At times, I've asked myself why I have to go through all of this. I had the feeling that somebody was pushing me, pushing me to think day and night about the Syrian conundrum – and to find answers, to finally reach the light at the end of the tunnel.
After four years pondering this internal crisis and undertaking spiritual efforts, including taking philosophy classes, I started to reap the rewards. Since I cannot escape my Syrian heritage, I came to see my role as a — hopefully successful — mediator between the different cultures and mentalities of Syrian and non-Syrian people. I now have conversations with Syrians from different backgrounds, and we debate a wide range of topics. My aim is to build bridges between the different cultures. It's about interculturality – that's what I've been feeling passionate about recently.
But, recently, I've felt myself going back to square one. In a debate about the recent chemical attack, the flagrant carnage by the Syrian regime and its impact on the region, I was shocked to see that the scourge of the Syrian people reappeared in the discussion. I encountered the same narrow-mindedness, the same yelling and the same lack of respect for each other. Since the beginning of the crisis, many have said that Syrians were repressed and that's why they lacked a culture of dialogue. Yet, we're still not at a level where we respect other opinions. We don't listen very well either.
It remains a dilemma: How do we discuss situations that prompt such highly emotional reactions at times when we need logic and reason the most?
It seems as if nothing has changed. Seven years later, the one thing I tried to escape when I left Facebook I now have to face in reality. It remains a dilemma: How do we discuss situations that prompt such highly emotional reactions at times when we need logic and reason the most?
It is true that what Syrians suffer, at home and abroad, breaks down every layer of logic. But we need to keep in mind that the Syrian government relies on the deep divides between the Syrian people who are left and are still capable of expressing their opinions.
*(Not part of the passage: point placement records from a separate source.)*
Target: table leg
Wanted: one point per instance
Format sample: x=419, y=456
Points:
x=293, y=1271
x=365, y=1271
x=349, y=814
Frankly, it has succeeded in fragmenting much of the population ethically, ethnically and religiously. If we, the Syrian people outside of the country, continue to tackle these differences in a way that ultimately satisfies the regime, we will regret when the day comes when we give up Syria for good.
I have heard stories that are both devastating and inspiring at the same time. Stories about people who, at night, lost their loved ones under debris from an attack and yet still wake up in the morning, prepare breakfast and invite the survivors to share the meals.
Life goes on. Our main focus should be to keep encouraging this unique spirit of the Syrian people: to be there for each other; to stick together; to get us, the Syrian people, on the long road to healing.